John 1:1-5, 14 & 18
The Rev. Dr. Robert S. Langworthy, preaching
December 25, 2016
The Word was God. And the Word became flesh and lived among us, and we have seen His glory.
When Clark Cothern was five years old, he thought that college presidents were remote, powerful and frightening beings. That is, until one president stooped low to enter his world.
Clark caught his first glimpses of college presidents from floor level, where he would play beside his mother’s desk in the administration building of the university where she served as a dean.
He would watch as students would walk slowly up to the door of the president’s office and hesitate a moment there. They would rub their sweaty palms on their pants or skirts, take a deep breath, and knock. The door would then creak open and Clark would behold the president’s shiny, black wingtip shoes. A steady, strong hand would then reach out and shake the student’s trembling hand. Then, the student would disappear inside the mysterious chamber known as “The President’s Office”.
Little Clark figured that walking into that room must be like going before the throne of judgment. It was a terrifying thought – until the day when the high and mighty president bent down to get eyeball to eyeball with him and engage with him at his own low level.
This one day Clark was playing with his toy car on the floor when the president’s door opened. There were those shiny, black wingtip shoes again. The next thing he knew, President Robert Sutherland, the biggest man on campus, dressed in his pinstriped, three-piece suit, knelt down in his crisply creased trousers, and asked with a smile whether he could have a turn with the car. After they played cars together, Pres. Sutherland asked if Clark would do him the favor of calling him “Dr. Bob”. That day Clark changed his opinion about college presidents.
Many of us have viewed God as a remote, powerful, frightening being. Yet, when we experience Him stooping down to us, engaging with us at our level, and enabling us to we get to know Him as one human being might get to know another, we change our opinion about God.
In the birth of Jesus Christ, God was doing all that. God came down at Christmas in order to bring Himself within view, that we might see Him eyeball to eyeball, relax a bit, and enter into a friendship with Him.
Jesus Christ started out as a baby and grew into a child whose nose had to be wiped and whose habits of life had to be engrained by repetition. He lived out His adulthood as a poor man beset by every kind of trouble and pain. He did that to show His heart and His active concern for our welfare.

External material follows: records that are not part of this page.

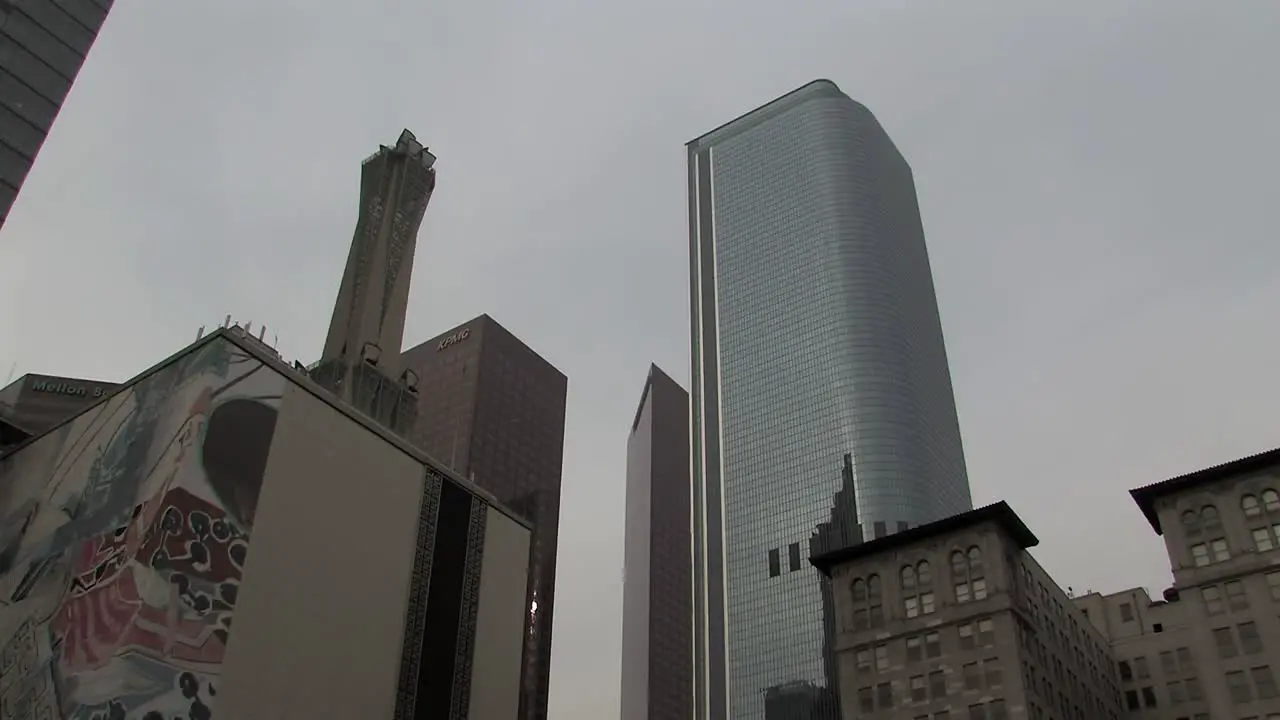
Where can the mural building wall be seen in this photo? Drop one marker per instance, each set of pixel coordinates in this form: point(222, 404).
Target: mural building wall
point(123, 538)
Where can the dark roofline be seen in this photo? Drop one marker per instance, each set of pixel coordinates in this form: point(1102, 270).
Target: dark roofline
point(260, 352)
point(786, 96)
point(1147, 496)
point(654, 373)
point(1000, 513)
point(484, 319)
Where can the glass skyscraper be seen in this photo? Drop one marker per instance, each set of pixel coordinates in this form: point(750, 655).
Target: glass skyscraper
point(822, 404)
point(42, 46)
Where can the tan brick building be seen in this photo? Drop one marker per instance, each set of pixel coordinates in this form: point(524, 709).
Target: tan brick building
point(955, 620)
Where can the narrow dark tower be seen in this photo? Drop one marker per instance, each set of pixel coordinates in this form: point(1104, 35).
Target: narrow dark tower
point(361, 359)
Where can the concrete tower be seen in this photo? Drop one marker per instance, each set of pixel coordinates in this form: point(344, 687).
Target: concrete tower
point(361, 359)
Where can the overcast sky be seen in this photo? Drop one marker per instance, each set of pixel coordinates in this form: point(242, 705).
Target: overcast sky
point(1097, 183)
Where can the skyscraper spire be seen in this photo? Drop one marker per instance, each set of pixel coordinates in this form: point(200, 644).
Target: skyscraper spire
point(396, 186)
point(361, 359)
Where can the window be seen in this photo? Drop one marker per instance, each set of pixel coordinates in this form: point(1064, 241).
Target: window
point(1210, 522)
point(972, 677)
point(1141, 669)
point(932, 645)
point(874, 605)
point(868, 609)
point(1238, 687)
point(1191, 522)
point(968, 575)
point(986, 633)
point(1220, 552)
point(1264, 682)
point(1249, 505)
point(993, 673)
point(918, 589)
point(863, 661)
point(914, 652)
point(937, 684)
point(1212, 600)
point(1235, 597)
point(865, 700)
point(1148, 697)
point(1251, 642)
point(1225, 642)
point(1200, 555)
point(918, 692)
point(885, 696)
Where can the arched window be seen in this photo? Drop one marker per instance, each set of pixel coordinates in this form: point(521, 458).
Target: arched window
point(918, 589)
point(1191, 522)
point(868, 604)
point(874, 602)
point(968, 574)
point(1210, 522)
point(1266, 536)
point(1271, 501)
point(1249, 505)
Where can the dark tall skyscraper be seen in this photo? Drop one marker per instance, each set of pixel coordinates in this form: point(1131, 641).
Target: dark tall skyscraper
point(657, 591)
point(817, 361)
point(42, 46)
point(361, 360)
point(493, 410)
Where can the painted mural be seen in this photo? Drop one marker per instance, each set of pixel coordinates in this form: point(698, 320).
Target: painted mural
point(123, 537)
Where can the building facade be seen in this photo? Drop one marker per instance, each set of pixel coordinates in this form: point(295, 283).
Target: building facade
point(39, 402)
point(657, 588)
point(816, 337)
point(42, 46)
point(1221, 531)
point(218, 487)
point(361, 358)
point(493, 410)
point(955, 620)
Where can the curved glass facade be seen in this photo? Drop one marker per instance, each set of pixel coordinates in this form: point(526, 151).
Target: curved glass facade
point(822, 401)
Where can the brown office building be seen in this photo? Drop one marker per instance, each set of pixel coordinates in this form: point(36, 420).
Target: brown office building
point(493, 410)
point(657, 589)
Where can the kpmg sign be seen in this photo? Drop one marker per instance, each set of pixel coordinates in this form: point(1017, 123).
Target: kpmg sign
point(453, 338)
point(62, 387)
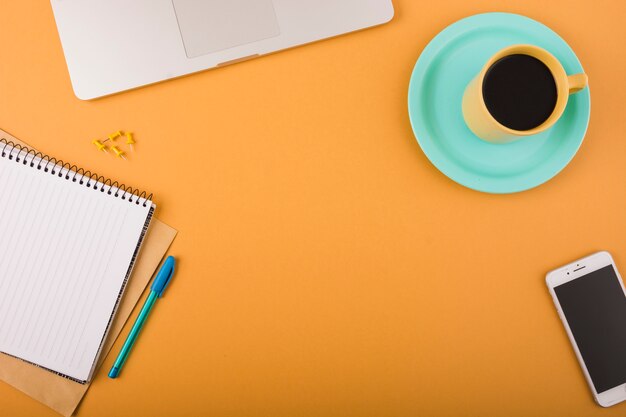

A politician, of all people, has recently done the same. According to a BBC news
report four years ago, Jose Mujica, the president of Uruguay, moved out of the luxurious presidential palace in the capital city of Montevideo and took up a residence in a ramshackle farm located on a dirt road, with laundry strung outside, weeds in the yard, and only two police officers and a three-legged dog named Manuela guarding the place.
Mujica shunned the privileges and pleasures he could have continued to enjoy in order to show how much he cared about even the poorest of his citizens. He made their problems his own, that they might trust him and support his efforts to improve their lives.
That gives us a sense of what Jesus was about in taking flesh and dwelling among us.
But the analogy also hides a very significant difference. For Mujica it was in the most significant way only a lateral move; for, while his situation was greatly changed, he only changed from being a human being living in wealth to being a human being living in poverty. In the incarnation, however, God’s Son changed from being 100% divine to being 100% human, though without sacrificing any percentage of His divinity. That descent from divinity to humanity was a very great descent, not because we are such low creature – for we were made in God’s image and after God’s likeness, and we are, the Bible tells us, just a little lower than the angels – but because God is so supremely great, and infinite and eternal in all His virtues and powers. That’s why the descent of the Son of God from divinity to humanity was an even greater descent than if we human beings could descend from being a human being to, say, being a badger – something a veterinarian named Charles Foster has approximated!
While also practicing law and teaching at Oxford University, this veterinarian pursues an avid interest in getting on the level of badgers – those tunnel-making, nocturnal mammals about the size of a dog that survive mainly on worms. In his attempt to identify with them, he has lived like a badger for weeks at a time. In his book Being a Beast he describes how he digs himself a 15-foot long den in the ground for sleeping in, crawls around on his hands and feet, blindfolds himself (since badgers’ eyesight is terrible), and eats mostly earthworms (since worms constitute 85% of a typical badger’s diet).
As strange and repugnant as that may be to think about, it is still stranger and more repugnant to think about the Word of God, who created all things, whose life was the light of all people, who exists in perfect beauty and everlasting glory, becoming a human being in our benighted, sin-sick world – and living beneath Himself like that, not just for a month or two like Charles Foster, but for three decades. Yet, it is at the same time a beautiful and glorious thing because He did it out of love for us, for the purpose of elevating us into a beautiful life now and a glorious life for eternity.
The Word became flesh and lived among us that we might know God, if not fully, still truly; and that we, in gaining some sense of who He really is, might trust Him and follow Him into a happier, stronger life here and now, and into a life of infinite happiness and everlasting strength in the hereafter. Let us pray.